The Federal Budget Bill & Maine Lobster

The Federal Budget Bill & Maine Lobster

We commend the compromise language passed as part of the federal budget bill to better protect both the endangered North Atlantic Right Whale, and the lobster fishery that’s critical to Maine’s coastal communities. We’re glad to know that the areas where we source lobster, which rigorous scientific study by third parties have shown are not causing harm to right whales, will not be unfairly targeted. We’re also excited that there will be funding for scientific study and gear innovation that will help restore the right whale population in the future.

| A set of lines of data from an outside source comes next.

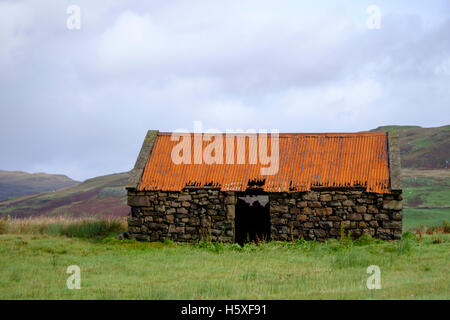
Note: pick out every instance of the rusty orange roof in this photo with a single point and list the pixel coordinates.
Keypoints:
(329, 160)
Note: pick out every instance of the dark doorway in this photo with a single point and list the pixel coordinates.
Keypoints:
(252, 216)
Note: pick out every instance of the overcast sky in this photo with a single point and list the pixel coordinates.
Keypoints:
(79, 102)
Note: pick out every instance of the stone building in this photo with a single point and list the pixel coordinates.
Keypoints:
(321, 183)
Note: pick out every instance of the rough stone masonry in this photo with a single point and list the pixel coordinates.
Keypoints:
(208, 214)
(196, 213)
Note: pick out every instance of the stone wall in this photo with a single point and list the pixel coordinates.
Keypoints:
(319, 215)
(190, 215)
(195, 214)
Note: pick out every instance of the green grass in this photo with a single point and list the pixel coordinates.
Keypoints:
(33, 266)
(414, 218)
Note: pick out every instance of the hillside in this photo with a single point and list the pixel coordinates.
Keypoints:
(424, 148)
(19, 183)
(426, 192)
(101, 196)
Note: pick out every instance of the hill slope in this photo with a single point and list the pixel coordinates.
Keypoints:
(102, 196)
(19, 183)
(424, 148)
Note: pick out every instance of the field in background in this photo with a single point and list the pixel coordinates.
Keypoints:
(426, 198)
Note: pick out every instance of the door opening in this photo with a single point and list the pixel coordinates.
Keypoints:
(252, 219)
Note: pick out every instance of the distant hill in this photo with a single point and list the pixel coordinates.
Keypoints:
(19, 183)
(98, 197)
(422, 148)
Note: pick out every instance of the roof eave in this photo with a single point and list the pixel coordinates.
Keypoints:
(394, 161)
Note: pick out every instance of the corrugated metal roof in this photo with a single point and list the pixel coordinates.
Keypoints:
(330, 160)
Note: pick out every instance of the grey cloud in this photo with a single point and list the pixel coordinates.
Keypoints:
(80, 102)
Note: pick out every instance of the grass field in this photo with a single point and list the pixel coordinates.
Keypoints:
(414, 218)
(34, 260)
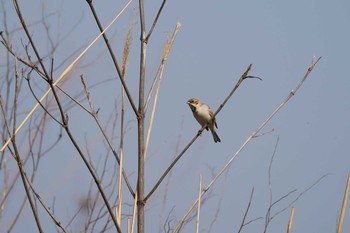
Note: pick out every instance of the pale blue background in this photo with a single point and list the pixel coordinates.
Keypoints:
(216, 43)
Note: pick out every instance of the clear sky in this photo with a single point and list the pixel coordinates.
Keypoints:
(216, 43)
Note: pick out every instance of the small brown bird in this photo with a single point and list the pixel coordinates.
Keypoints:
(204, 116)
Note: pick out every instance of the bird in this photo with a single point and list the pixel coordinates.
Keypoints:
(204, 116)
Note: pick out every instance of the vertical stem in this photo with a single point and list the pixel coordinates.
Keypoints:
(141, 127)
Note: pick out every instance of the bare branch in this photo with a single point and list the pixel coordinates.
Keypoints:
(310, 68)
(194, 138)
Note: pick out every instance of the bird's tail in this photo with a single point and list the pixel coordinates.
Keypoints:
(215, 136)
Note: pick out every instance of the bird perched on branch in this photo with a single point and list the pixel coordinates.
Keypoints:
(204, 116)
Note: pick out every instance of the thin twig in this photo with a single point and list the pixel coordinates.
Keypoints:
(112, 53)
(199, 203)
(159, 76)
(293, 92)
(289, 229)
(95, 116)
(155, 21)
(246, 211)
(194, 138)
(63, 74)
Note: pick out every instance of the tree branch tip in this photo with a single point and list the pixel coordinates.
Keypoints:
(253, 77)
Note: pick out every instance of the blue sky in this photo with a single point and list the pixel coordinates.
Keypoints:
(216, 43)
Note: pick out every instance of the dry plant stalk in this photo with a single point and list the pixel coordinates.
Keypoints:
(158, 78)
(63, 74)
(289, 230)
(199, 202)
(226, 166)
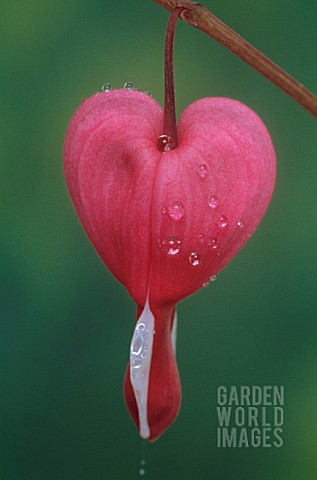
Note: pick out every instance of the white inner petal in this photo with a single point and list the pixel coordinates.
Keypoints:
(140, 364)
(174, 333)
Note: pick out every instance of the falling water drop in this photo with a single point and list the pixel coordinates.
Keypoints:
(170, 245)
(194, 259)
(106, 87)
(202, 170)
(223, 221)
(176, 211)
(128, 85)
(165, 143)
(213, 243)
(213, 202)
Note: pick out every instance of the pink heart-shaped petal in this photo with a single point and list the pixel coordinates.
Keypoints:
(165, 222)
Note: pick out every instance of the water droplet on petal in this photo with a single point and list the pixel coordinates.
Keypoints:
(128, 85)
(213, 202)
(213, 243)
(194, 259)
(176, 211)
(165, 143)
(136, 347)
(202, 170)
(106, 87)
(223, 221)
(170, 245)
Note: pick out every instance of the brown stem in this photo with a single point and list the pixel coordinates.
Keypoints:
(198, 16)
(170, 128)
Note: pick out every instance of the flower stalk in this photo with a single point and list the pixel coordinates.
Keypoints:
(200, 17)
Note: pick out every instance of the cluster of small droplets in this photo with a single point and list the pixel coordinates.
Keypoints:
(106, 87)
(202, 170)
(165, 143)
(130, 86)
(194, 259)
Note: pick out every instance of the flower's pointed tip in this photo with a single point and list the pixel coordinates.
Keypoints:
(163, 389)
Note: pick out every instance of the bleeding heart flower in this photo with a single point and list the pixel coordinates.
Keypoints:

This intervention was necessary to fix a broken federal management process, in which the National Marine Fisheries Service (NMFS) and National Oceanic and Atmospheric Administration (NOAA) were operating with extremely poor data to rush new regulations, many of which would not help right whales, but would cripple coastal communities. Federal regulators had neither the funding nor the time to do proper scientific study of right whale habitat and migration patterns in order to create regulations that would work. The result was looming closures of fishing areas where there is no evidence of right whale presence, or of entanglements ever happening.

The bill gives six years to decide on and implement new whale protection rules, funds scientific efforts to accurately determine whale location and migration habits, and funds the development of new types of gear. It gives the appropriate time and funding to do the scientific work to fill data gaps, model risk to right whales accurately, and to further develop the gear innovations necessary for fishermen to fish safely and effectively in the presence of right whales without rope in the water. It represents a bipartisan collaboration between legislators whose principal concern is conservation, and those whose principal concern is industry survival, achieving goals sought by both.

It should usher in an opportunity for collaboration between industry, regulators, and conservation groups to reach a scientific understanding of right whale habits and habitats, agree on any new rules necessary to ensure their recovery, provide effective ropeless gear to fishermen in areas that need it, and avoid unnecessary regulation in areas that don’t.